4. Collaborative-Filtering Recommender Systems
In my previous article of this recommender systems series, we took a look at the content-based approach to building recommender systems. In this article, we will take a look at another popular approach used in modern recommender systems, called collaborative-filtering (CF). There are two types of methods that are commonly used in CF: memory based and model based. In this article we'll take a look at how memory-based CF works.
The main idea around collaborative-filtering is quite simple. Suppose we have a user x to whom we want to make recommendations. First, we look for a group of other users whose likes and dislikes are similar to those of user x. For example, in the case of movies, we want to find a group of users that liked the same movies as user x and disliked the same movies as user x. We call this set of users N, the neighborhood of user x. Once we have defined this set of users N, we then look for movies that are liked by a lot of the users in the set N and recommend those to the user x.
The key here is to find the set of users that are similar to user x (the neighborhood N of user x) and to do that we need to define a notion of similarity between users. The figure below shows an example of a rating matrix with 4 users (A, B, C, and D) and 7 items (i1, i2, i3, i4, i5, i6, i7)
User A has rated three items (i1, i4, i5), user B has also rated three items (i1, i2, i3), like user C (i4, i5, i6), while user D has rated only two items (i2,i7). Let's refer to each row in the rating matrix as the user's rating vector. Now, given two users x and y with rating vectors rx ry, we need a similarity metric that looks at the rating vectors and computes similarity. What's interesting here, is that there are a lot of items the users did not rate, so the key in defining the similarity function is how we deal with these unknown values (unknown ratings).

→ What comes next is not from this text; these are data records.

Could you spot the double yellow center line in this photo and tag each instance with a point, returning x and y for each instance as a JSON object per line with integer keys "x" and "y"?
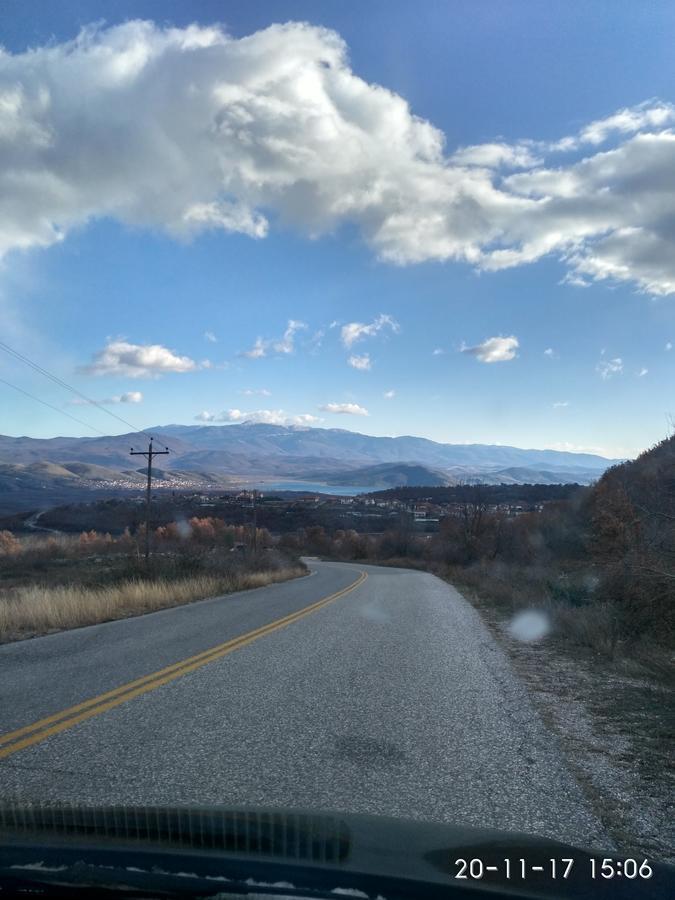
{"x": 14, "y": 741}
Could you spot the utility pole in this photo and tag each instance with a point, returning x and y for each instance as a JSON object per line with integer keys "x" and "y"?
{"x": 150, "y": 454}
{"x": 254, "y": 496}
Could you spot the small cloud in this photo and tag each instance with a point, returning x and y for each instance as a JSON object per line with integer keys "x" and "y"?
{"x": 119, "y": 357}
{"x": 495, "y": 349}
{"x": 363, "y": 363}
{"x": 257, "y": 351}
{"x": 286, "y": 344}
{"x": 258, "y": 416}
{"x": 356, "y": 331}
{"x": 128, "y": 397}
{"x": 349, "y": 409}
{"x": 608, "y": 368}
{"x": 316, "y": 340}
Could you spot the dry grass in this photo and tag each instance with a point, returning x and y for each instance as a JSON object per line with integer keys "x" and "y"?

We'd like to define the rating vector in a way that captures the intuition that users with similar tastes should have higher similarity as opposed to users with dissimilar tastes. In the case of the example above, we can notice that A and B rated only one item in common (i1), however, they both rated that item highly. Whereas users A and C have rated two items in common (i4, i5) but in a very dissimilar way (items A liked, C didn't like and vice versa). It seems, intuitively, that users A and C are dissimilar while users A and B are similar. So we would like to be able to capture this intuition when defining the notion of similarity, therefore we would like the similarity between A and B to be higher than the similarity between A and C. Let's see how to do this.
Once again the cosine similarity metric is what we want to use (refer to my previous article if you are not familiar with this metric). So the similarity between A and B will be calculated as the cosine similarity between the two vectors ra and rb (rows in the rating matrix). If we compute the cosine similar this is what we obtain:
sim(A,B) = 0.38, sim(A,C) = 0.32
Notice that, to compute the cosine similarity, we have to assign a value to the unknown values in the rating matrix, and the simplest thing to do is to assign the value zero (0) to the unknown values as shown in the figure below.

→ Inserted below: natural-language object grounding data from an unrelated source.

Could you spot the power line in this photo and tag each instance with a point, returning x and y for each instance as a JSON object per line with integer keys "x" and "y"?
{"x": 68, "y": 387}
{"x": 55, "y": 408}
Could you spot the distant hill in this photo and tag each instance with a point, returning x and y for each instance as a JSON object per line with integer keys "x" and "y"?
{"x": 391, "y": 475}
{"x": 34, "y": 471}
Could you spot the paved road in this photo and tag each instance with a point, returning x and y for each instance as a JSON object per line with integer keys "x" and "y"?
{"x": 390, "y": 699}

As we can see looking at the computed similarity values, we obtain:
sim(A,B) > sim(A,C)
but not by much. These values don't seem to capture that A and B are much more similar to each other than A and C are. The problem with cosine similarity here is that we are treating unknown values as negative values (negative ratings). We are assuming that, if a user hasn't rated an item then his rating for that item is zero, the worst value possible (since we are in 5 stat rating example). This is actually a bad assumption. To fix this we use a variation of cosine similarity called the centered cosine similarity. Before performing the cosine similarity we "center" the rating values around the zero value. To do so we normalize the ratings of a given user by subtracting the user's average rating from each rating value.
The next figure shows the average user rating, computed before performing normalization.
We then normalize the rating values subtracting the user's average rating from each known rating value in its rating vector (the user's row in the rating matrix) as shown in the next figure.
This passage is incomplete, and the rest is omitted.